Airlines pursue different hybrid strategies to stay lean

WHILE hybridisation has been touted as the way forward for full-service carriers saddled with traditional cost structures amid growing competition from LCCs, panellists at the CAPA Asia Aviation Summit & LCC Congress presented a mixed bag of responses.

Peter Harbison, executive director of CAPA – Centre for Aviation, said in his opening keynote address on Monday that in the near future, longhaul LCCs will hybridise – offer both low-cost and premium services – and begin to occupy much of intra-regional capacity.

Azran Osman-Rani, CEO of AirAsia X, on the other hand, baulked at the use of the term “hybridisation” when speaking on yesterday’s panel on how full-service carriers under stress should adapt in an LCC world. “This is my bugbear – labelling airlines purely by the services and frills they offer.”

He pointed out that airlines could offer the same features but remain distinct in their costs, and how the product is marketed and sold. “It’s not necessarily hybridisation just for the sake of ticking off boxes (in what the airline offers) but these products are fundamentally different.

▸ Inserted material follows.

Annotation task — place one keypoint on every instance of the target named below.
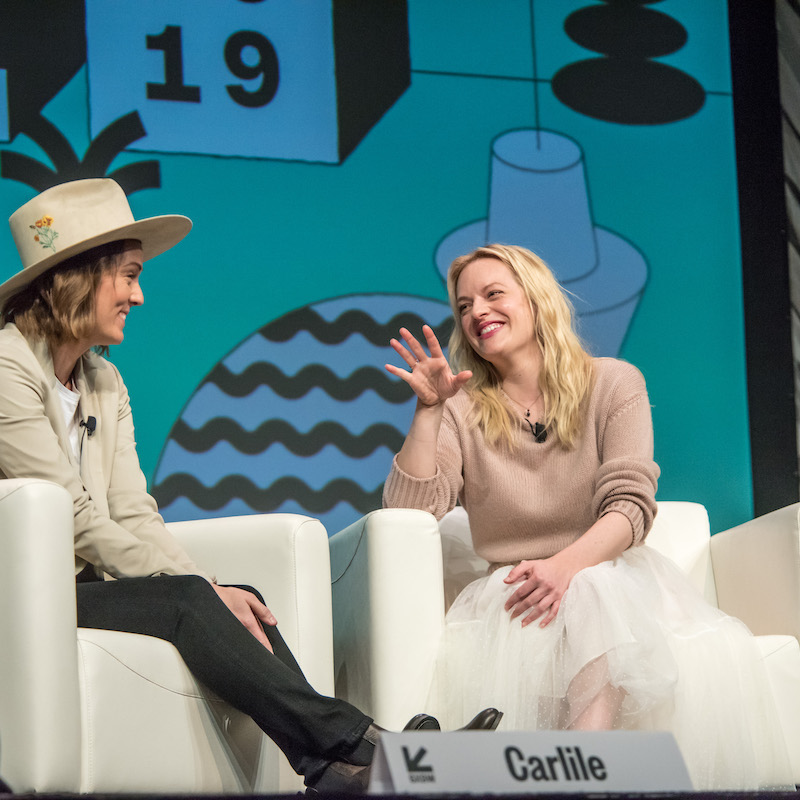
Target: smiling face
(495, 314)
(117, 292)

As long as there are LCC models with cost structures that are more than 50 per cent lower than full-service models, that difference is key.

“It becomes an issue when you start losing that advantage.”

Garuda Indonesia president and CEO, Emirsyah Satar, added that the market is segmented between those who fly full-service and budget, and the industry needs to face the fact that budget traveller growth is higher than premium customers.

“Garuda created Citilink to compete with him,” he quipped, indicating fellow panellist, AirAsia X’s Osman-Rani. “We want to tap both markets, and the key thing is for full-service and LCC to have totally separate managements. People who manage the LCC should not come from Garuda, because (it’s a different culture). They’re strict and disciplined about cost.”

To maintain airlines’ value proposition in an age of LCCs, airlines therefore need to decide which target market to pursue while also keeping an eye on costs.

Asked if he sees full-service carriers narrowing the cost gap by learning from LCCs, Osman-Rani replied: “It depends where you sit on the spectrum of the mass market, the lowest price point on one end and the highest quality premium product on the other. Once you go international, you are competing with many players in the industry, and the problem is when you are stuck in the middle of the spectrum.

“Then neither can you command that product or service premium nor do you have the cost advantage to compete with the mass market.

Citing American legacy carriers as an unfortunate example of airlines with higher cost structures than competitors that provide better-quality products, he elaborated: “Your business model is not going to be sustainable until you’re on one of either end of the spectrum, you’ve got to make a choice.”

Emirsyah agreed: “You’re either low-cost or premium, and it’s hard to survive in between because your branding is important.”